Après 30 ans passés dans un EHPAD en Savoie, Sœur André a été transférée à 105 ans à l'EHPAD Sainte-Catherine-Labouré de Toulon.

Avoir 115 ans, c'est "dur à avaler parce qu'on a beaucoup d'inconvénients qu'on ne peut pas toujours dire. On n'est plus libres. Je ne peux plus marcher, je ne peux plus manger seule, je suis tout à fait dépendante et ça ne me plait pas parce que j'étais très indépendante. Et puis on ne dort pas bien parce qu'on a toujours mal quelque part, ce n'est pas rigolo. (...) À part les inconvénients, c'est le paradis, car il y a des êtres inimaginables de bonté", explique cette femme malgré ses problèmes d'audition.

"Je suis la doyenne de France et la troisième du monde.

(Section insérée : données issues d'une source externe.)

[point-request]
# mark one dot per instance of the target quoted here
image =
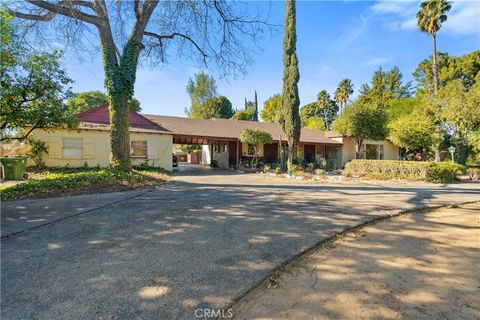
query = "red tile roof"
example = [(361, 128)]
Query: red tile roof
[(100, 115), (231, 129), (98, 119)]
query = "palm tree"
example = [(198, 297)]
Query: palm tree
[(430, 18), (343, 92)]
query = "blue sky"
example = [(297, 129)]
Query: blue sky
[(336, 40)]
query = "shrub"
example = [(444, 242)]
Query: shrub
[(474, 174), (412, 170), (57, 181), (36, 150)]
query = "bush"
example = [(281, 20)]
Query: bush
[(36, 150), (412, 170), (474, 173), (79, 180)]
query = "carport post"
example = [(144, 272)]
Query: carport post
[(238, 154)]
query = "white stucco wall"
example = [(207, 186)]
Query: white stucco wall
[(96, 148)]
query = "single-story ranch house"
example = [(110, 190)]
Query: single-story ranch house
[(152, 138)]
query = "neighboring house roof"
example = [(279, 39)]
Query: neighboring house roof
[(98, 118), (231, 129)]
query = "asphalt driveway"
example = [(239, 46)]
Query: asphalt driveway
[(199, 242)]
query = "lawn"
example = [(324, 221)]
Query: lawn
[(51, 182)]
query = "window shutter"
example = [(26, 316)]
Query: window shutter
[(88, 148), (152, 151), (54, 148)]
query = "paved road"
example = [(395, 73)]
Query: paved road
[(199, 242)]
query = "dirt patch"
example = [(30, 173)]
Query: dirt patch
[(419, 266)]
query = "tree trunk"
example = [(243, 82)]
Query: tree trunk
[(119, 140), (119, 82), (434, 65), (358, 144), (291, 147)]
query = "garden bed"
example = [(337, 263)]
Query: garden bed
[(52, 182)]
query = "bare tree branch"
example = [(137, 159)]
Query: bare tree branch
[(64, 7), (177, 34)]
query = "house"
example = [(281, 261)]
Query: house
[(152, 138)]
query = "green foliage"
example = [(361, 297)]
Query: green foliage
[(219, 107), (325, 109), (362, 121), (246, 115), (412, 170), (432, 14), (414, 132), (189, 148), (84, 101), (253, 106), (343, 92), (36, 151), (33, 87), (464, 68), (272, 109), (385, 86), (401, 107), (291, 76), (77, 180), (461, 112), (255, 136), (315, 123), (201, 88)]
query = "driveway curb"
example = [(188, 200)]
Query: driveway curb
[(333, 238)]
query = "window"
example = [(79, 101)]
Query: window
[(138, 149), (372, 151), (251, 149), (72, 148)]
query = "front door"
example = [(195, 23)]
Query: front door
[(232, 153), (309, 152)]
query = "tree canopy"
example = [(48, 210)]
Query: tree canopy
[(255, 137), (200, 88), (33, 87), (217, 32), (362, 121), (415, 132), (245, 114), (343, 92), (272, 109), (84, 101), (315, 123), (465, 68), (385, 85), (218, 107), (290, 98)]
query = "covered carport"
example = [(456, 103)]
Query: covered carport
[(221, 144)]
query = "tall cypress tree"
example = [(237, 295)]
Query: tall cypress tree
[(291, 76), (256, 107)]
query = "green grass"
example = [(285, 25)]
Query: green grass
[(68, 181)]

Je n'en tire aucune fierté, je préférerais être la plus jeune pour pouvoir bien travailler. Car l'inaction, ne pas pouvoir lire, broder, tricoter, tout ça me manque", confie celle qui a aussi perdu la vue et se déplace en fauteuil roulant.



Lucille Randon, qui a connu 21 présidents, affirme que le retour de ses deux frères de la guerre de 14 était son plus beau souvenir : "Le plus jeune était bien en forme, officier, galonne, médaillé. D'un gamin, on avait fait un soldat vaillant et ça, j'en étais fière. Il est arrivé à la maison au milieu de la nuit. Quand je me suis levée pour aller à l'école, ça a été la joie. Il s'est réveillé, il m'a embrassé, j'étais tellement heureuse."

Elle raconte encore à France Inter que sa sœur jumelle est morte accidentellement à 18 mois et "que le Bon Dieu veut que je remplace les jours qu'elle n'a pas vécu."  

Sœur André, qui a eu droit "à une belle messe et un repas spécial" pour son anniversaire avoue qu'elle doit "parfois dire des bêtises", car "à des moments on n'est pas très lucide." Pessimiste, elle juge le monde d'aujourd'hui "terrible. Je trouve qu'on ne s'aime pas, on se déteste les uns les autres, on ne se cherche que des noises au lieu s'aimer et s'entraider."

Elle souhaite que "les guerres finissent. Trois guerres, c'est beaucoup pour une vie. Durant la guerre d'Algérie, j'étais à l'hôpital de Vichy et j'en ai vu partir des petits gars..." Et de conclure : "115 ans c'est suffisant, j'espère que le Bon Dieu me prendra cette année."